# Sticky  Having trouble posting photos of your dog?



## Durbkat

I've noticed that alot of people new to the forums are having trouble posting pics of their dogs. So I'm going to explain how.

*With Photobucket*​
Step 1. Go to http://www.photobucket.com and create an account (its free!)

Step 2. Upload your pics to your account by clicking clicking "upload" at the top of the screen. You can upload multiple pics at a time but I don't recommend it if you have dial up.

Step 3. After you have uploaded your pics you will see lots of writing below them.

Step 4. Right click in the form that says "Direct" then click copy.

Step 5. Come to this forum and start your post. In the bar above where you write click the "Insert Image" icon and paste the direct link from photobucket. Now after you type what you want and have posted your pics (maximum of 4 pics per post) click on "Submit". 

Now sit back and wait for replies!

EDIT: If for some reason you don't see your thread it may require a mod review.

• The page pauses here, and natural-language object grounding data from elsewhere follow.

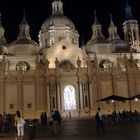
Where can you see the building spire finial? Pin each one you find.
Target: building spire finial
(128, 11)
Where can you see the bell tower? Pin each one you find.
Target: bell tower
(131, 30)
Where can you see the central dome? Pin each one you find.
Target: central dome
(57, 20)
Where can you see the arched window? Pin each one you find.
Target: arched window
(69, 98)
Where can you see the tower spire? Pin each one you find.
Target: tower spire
(128, 11)
(24, 27)
(95, 18)
(0, 19)
(57, 7)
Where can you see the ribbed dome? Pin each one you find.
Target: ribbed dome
(57, 20)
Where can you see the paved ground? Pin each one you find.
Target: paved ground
(84, 129)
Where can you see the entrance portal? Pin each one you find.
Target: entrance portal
(69, 98)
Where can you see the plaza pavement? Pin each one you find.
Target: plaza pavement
(84, 129)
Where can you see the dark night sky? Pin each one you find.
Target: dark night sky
(81, 12)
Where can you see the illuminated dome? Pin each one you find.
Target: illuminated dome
(57, 19)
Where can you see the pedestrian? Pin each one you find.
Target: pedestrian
(99, 121)
(19, 123)
(56, 121)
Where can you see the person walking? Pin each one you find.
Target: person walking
(19, 123)
(99, 121)
(56, 121)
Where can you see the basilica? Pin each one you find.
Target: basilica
(58, 74)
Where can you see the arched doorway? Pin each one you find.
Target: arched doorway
(69, 98)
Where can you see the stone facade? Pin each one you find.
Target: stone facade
(58, 74)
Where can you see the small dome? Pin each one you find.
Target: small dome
(57, 20)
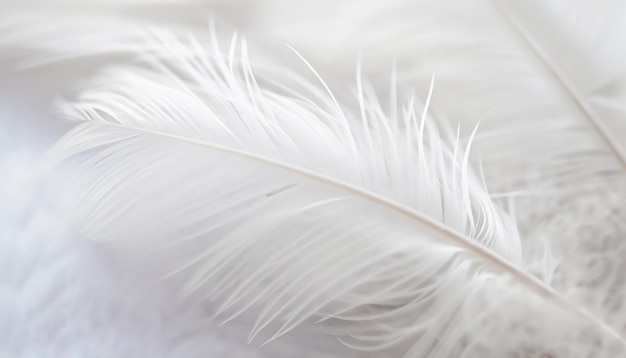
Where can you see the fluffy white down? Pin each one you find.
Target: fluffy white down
(562, 295)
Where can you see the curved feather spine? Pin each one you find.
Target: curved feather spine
(398, 208)
(469, 244)
(593, 118)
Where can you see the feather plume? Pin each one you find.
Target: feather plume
(424, 264)
(284, 203)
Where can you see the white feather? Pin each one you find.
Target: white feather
(517, 67)
(286, 204)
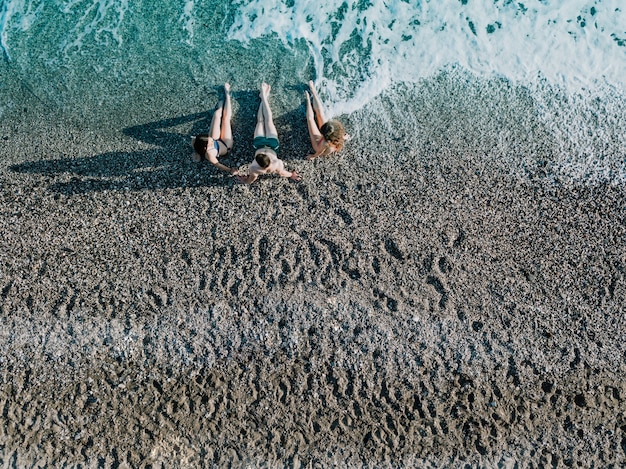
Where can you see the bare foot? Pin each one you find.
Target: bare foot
(312, 88)
(265, 89)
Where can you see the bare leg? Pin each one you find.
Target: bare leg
(227, 131)
(317, 106)
(270, 128)
(314, 131)
(216, 121)
(259, 130)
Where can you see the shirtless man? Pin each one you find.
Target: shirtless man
(266, 144)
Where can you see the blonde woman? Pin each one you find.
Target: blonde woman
(327, 136)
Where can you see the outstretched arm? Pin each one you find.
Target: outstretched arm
(217, 164)
(324, 151)
(249, 179)
(289, 174)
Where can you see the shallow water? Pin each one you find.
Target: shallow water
(113, 63)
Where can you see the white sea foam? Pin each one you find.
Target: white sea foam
(98, 21)
(186, 18)
(18, 14)
(364, 46)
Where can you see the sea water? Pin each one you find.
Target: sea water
(103, 60)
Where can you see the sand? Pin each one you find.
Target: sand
(415, 301)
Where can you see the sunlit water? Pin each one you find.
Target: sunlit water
(95, 58)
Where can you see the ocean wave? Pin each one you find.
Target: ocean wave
(364, 46)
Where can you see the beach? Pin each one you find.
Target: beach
(440, 293)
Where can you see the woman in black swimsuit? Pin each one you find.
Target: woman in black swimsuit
(220, 140)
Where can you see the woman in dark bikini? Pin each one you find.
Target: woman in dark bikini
(327, 136)
(266, 144)
(220, 140)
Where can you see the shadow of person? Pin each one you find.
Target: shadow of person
(169, 164)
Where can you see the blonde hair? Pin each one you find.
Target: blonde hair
(334, 133)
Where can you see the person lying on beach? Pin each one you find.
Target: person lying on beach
(220, 140)
(266, 144)
(327, 136)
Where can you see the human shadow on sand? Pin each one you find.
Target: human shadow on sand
(169, 164)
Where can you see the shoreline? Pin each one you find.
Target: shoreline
(404, 304)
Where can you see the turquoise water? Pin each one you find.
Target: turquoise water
(121, 61)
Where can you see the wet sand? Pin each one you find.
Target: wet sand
(416, 301)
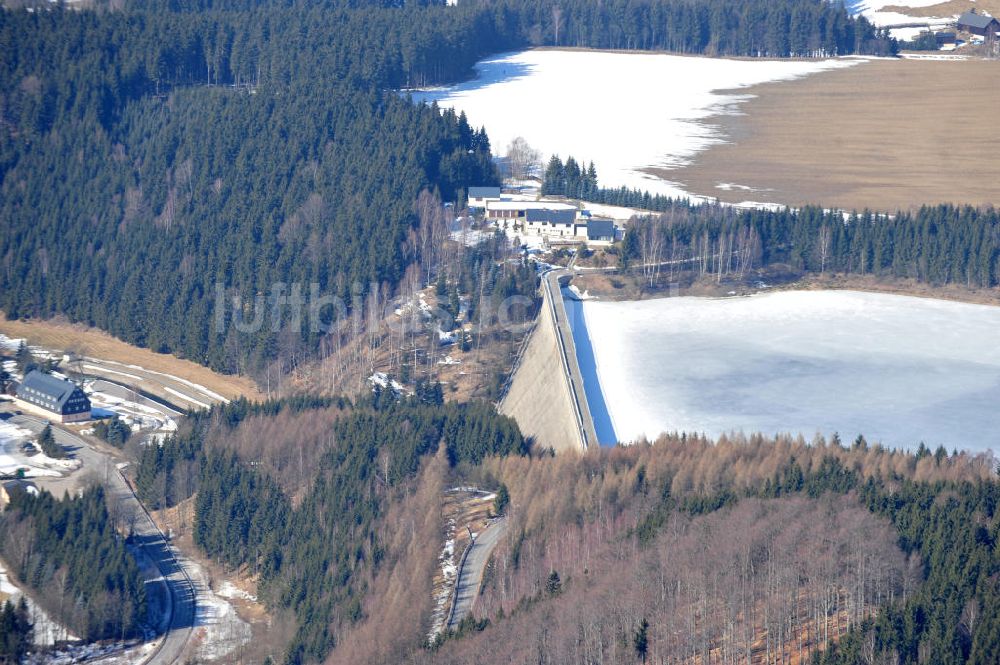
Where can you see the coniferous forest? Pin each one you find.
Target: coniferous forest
(153, 154)
(317, 559)
(936, 245)
(76, 564)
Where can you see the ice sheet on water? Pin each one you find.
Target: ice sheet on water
(650, 108)
(898, 369)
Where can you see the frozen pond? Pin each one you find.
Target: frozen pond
(624, 111)
(897, 369)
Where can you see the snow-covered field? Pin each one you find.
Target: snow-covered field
(874, 11)
(650, 108)
(13, 457)
(898, 369)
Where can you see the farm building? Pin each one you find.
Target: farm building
(546, 222)
(978, 24)
(11, 488)
(478, 196)
(945, 38)
(507, 213)
(600, 232)
(53, 397)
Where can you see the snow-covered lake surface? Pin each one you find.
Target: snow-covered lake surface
(624, 111)
(899, 370)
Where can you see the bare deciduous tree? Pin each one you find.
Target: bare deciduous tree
(522, 158)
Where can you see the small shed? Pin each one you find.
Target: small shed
(478, 196)
(11, 488)
(945, 38)
(601, 231)
(978, 24)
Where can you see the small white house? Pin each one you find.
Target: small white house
(480, 196)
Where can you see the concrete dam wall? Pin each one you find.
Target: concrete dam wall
(546, 395)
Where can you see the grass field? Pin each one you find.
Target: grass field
(886, 135)
(97, 344)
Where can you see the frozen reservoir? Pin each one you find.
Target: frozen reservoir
(898, 369)
(627, 112)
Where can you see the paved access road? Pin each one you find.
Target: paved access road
(470, 575)
(129, 511)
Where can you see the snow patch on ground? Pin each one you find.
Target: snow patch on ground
(651, 108)
(13, 455)
(219, 631)
(47, 631)
(898, 369)
(231, 591)
(872, 10)
(442, 595)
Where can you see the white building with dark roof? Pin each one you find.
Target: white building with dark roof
(57, 399)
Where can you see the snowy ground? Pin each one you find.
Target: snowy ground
(14, 457)
(900, 370)
(219, 631)
(874, 11)
(46, 630)
(651, 108)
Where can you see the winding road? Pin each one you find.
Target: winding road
(470, 574)
(125, 507)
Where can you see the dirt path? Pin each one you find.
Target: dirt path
(470, 575)
(885, 135)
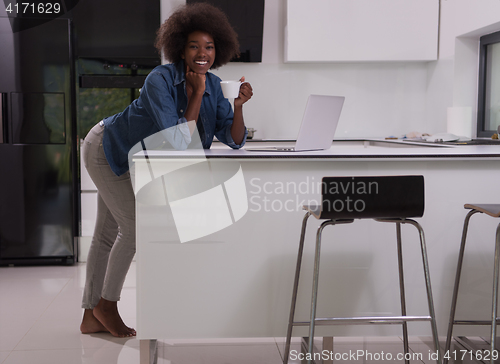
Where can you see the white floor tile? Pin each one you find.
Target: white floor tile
(118, 355)
(65, 334)
(40, 317)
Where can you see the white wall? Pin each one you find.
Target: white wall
(382, 98)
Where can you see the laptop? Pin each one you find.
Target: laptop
(318, 126)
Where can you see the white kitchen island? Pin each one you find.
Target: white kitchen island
(237, 281)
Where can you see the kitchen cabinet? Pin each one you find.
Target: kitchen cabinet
(361, 30)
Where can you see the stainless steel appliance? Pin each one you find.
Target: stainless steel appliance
(38, 214)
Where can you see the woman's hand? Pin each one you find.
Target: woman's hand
(195, 82)
(246, 93)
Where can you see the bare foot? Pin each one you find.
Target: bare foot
(90, 324)
(107, 313)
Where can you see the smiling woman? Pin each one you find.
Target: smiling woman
(196, 38)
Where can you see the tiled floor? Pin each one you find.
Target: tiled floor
(40, 316)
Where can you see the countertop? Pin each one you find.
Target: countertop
(343, 149)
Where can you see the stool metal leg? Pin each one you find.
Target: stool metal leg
(430, 300)
(314, 297)
(402, 290)
(295, 288)
(495, 294)
(457, 283)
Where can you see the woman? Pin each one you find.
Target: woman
(196, 38)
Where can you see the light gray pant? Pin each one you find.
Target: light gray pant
(113, 244)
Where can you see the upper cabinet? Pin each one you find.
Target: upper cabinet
(361, 30)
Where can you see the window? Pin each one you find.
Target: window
(488, 118)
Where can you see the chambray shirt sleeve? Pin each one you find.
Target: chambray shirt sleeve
(157, 97)
(225, 121)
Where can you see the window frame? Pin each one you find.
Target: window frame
(484, 42)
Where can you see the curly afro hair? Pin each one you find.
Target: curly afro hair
(173, 33)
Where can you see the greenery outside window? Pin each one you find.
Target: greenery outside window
(488, 117)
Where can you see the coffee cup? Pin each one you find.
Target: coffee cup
(230, 89)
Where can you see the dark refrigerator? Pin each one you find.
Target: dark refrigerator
(38, 211)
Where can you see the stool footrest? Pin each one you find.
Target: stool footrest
(474, 322)
(363, 320)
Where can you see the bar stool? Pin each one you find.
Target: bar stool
(386, 199)
(494, 211)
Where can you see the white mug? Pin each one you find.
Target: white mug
(230, 89)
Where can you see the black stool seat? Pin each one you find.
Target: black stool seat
(489, 209)
(492, 210)
(392, 199)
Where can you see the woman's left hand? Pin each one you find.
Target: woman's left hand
(246, 93)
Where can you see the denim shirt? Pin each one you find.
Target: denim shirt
(161, 107)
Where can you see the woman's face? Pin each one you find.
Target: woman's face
(199, 53)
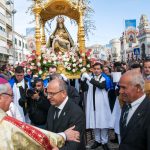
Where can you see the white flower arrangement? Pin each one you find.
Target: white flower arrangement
(19, 84)
(72, 61)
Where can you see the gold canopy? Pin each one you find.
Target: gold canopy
(48, 10)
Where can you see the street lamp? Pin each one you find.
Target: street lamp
(13, 11)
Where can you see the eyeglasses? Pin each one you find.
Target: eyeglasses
(51, 94)
(10, 95)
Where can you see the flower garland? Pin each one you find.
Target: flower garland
(72, 61)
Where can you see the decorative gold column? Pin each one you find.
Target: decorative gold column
(37, 9)
(43, 39)
(81, 34)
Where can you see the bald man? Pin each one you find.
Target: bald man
(15, 134)
(135, 117)
(64, 113)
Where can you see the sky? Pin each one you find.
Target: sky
(109, 18)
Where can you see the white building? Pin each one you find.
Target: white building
(144, 36)
(21, 48)
(99, 52)
(13, 46)
(115, 45)
(5, 32)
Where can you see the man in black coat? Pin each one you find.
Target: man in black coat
(135, 117)
(64, 113)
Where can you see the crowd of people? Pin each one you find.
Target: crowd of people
(54, 113)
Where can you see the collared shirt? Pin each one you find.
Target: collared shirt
(134, 106)
(61, 106)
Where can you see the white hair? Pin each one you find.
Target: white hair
(136, 78)
(4, 87)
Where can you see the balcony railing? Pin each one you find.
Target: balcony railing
(4, 50)
(2, 17)
(9, 37)
(3, 34)
(8, 21)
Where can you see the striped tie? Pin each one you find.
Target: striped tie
(125, 115)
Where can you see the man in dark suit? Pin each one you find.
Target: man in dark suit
(64, 113)
(135, 117)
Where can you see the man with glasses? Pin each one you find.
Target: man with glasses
(64, 113)
(15, 134)
(38, 104)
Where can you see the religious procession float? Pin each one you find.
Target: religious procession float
(71, 59)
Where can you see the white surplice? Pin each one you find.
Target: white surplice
(17, 96)
(101, 117)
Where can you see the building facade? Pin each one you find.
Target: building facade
(21, 48)
(115, 49)
(144, 36)
(6, 53)
(13, 46)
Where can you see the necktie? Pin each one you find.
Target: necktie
(125, 115)
(56, 114)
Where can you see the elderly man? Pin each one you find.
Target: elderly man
(135, 120)
(146, 69)
(64, 113)
(15, 134)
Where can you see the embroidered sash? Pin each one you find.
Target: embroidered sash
(34, 133)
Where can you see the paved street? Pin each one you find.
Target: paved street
(112, 146)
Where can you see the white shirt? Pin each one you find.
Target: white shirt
(61, 106)
(134, 106)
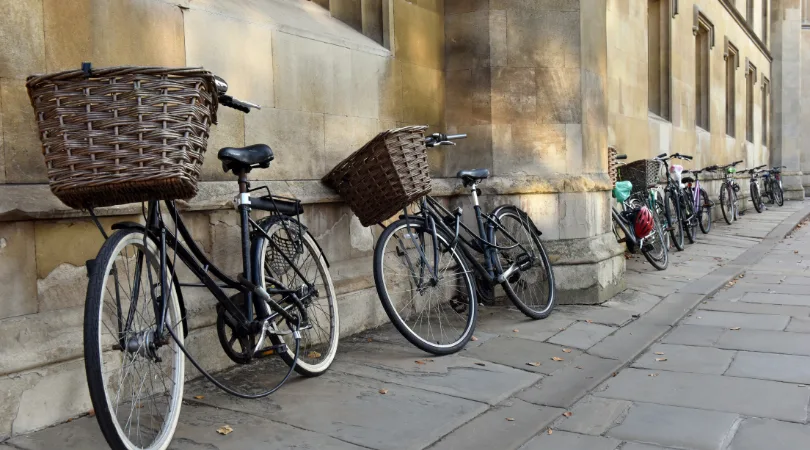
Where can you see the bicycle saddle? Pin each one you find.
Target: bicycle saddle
(472, 176)
(235, 158)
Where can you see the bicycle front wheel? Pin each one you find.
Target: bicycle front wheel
(135, 378)
(434, 310)
(319, 338)
(531, 286)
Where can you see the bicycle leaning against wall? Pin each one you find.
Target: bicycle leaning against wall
(282, 303)
(426, 263)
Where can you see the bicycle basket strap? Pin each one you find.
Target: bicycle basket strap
(622, 190)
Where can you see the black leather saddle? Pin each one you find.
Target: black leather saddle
(237, 159)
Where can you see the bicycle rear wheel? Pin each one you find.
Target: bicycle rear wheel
(531, 287)
(135, 378)
(318, 345)
(435, 315)
(674, 222)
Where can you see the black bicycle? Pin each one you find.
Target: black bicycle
(426, 265)
(772, 180)
(728, 192)
(135, 321)
(753, 183)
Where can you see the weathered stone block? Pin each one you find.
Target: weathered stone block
(113, 33)
(17, 269)
(21, 146)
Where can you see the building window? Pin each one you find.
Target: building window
(703, 42)
(750, 80)
(658, 68)
(732, 62)
(766, 109)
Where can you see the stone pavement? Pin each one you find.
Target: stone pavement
(644, 371)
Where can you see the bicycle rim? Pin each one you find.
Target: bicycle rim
(319, 344)
(137, 398)
(436, 316)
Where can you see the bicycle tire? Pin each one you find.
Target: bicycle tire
(107, 266)
(515, 285)
(756, 198)
(312, 359)
(674, 222)
(704, 212)
(470, 306)
(726, 203)
(660, 261)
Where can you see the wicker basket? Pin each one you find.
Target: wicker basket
(385, 175)
(641, 173)
(123, 134)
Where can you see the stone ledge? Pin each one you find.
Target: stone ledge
(36, 202)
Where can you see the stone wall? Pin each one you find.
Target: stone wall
(641, 134)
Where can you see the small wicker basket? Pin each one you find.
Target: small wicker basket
(385, 175)
(123, 134)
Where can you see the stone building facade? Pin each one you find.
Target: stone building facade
(542, 87)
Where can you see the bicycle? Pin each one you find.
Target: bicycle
(653, 245)
(773, 185)
(422, 266)
(700, 199)
(728, 192)
(675, 203)
(756, 195)
(135, 329)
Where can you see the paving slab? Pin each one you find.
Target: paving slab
(758, 398)
(594, 415)
(493, 430)
(559, 440)
(759, 434)
(683, 358)
(196, 431)
(732, 320)
(452, 375)
(519, 353)
(799, 325)
(694, 335)
(765, 341)
(350, 409)
(769, 366)
(569, 384)
(777, 299)
(582, 335)
(676, 427)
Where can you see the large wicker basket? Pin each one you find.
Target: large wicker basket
(641, 173)
(123, 134)
(385, 175)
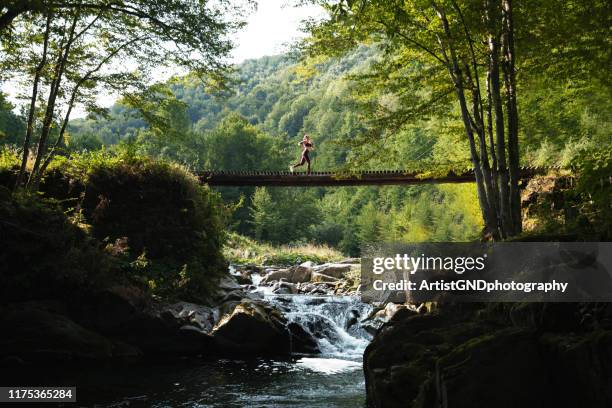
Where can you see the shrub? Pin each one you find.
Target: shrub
(44, 255)
(173, 227)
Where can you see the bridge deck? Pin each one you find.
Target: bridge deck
(382, 177)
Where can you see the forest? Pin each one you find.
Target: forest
(275, 100)
(127, 273)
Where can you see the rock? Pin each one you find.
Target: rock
(176, 329)
(334, 270)
(302, 341)
(253, 327)
(229, 283)
(317, 277)
(286, 288)
(353, 261)
(295, 274)
(32, 334)
(300, 273)
(308, 264)
(276, 275)
(244, 278)
(448, 357)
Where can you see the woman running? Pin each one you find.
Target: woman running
(307, 146)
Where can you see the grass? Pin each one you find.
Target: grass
(242, 250)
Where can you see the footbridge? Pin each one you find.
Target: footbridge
(330, 179)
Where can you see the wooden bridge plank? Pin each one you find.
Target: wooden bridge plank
(287, 179)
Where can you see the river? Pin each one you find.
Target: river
(333, 378)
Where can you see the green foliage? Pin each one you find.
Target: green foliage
(593, 189)
(244, 250)
(12, 126)
(44, 255)
(163, 228)
(172, 226)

Don't fret, it sometimes happens, and we'll get to it as soon as we can. Send a PM to a mod if you think it's taking too long. Cheers!


----------



## Inga

You crack me up Durb! Are you doing this to help out all of the old folks? LOL I do know how to put pictures on here. LOL Not much more then that, but it is a start.


----------



## Curbside Prophet

And don't forget to resize your photo for "message board".


----------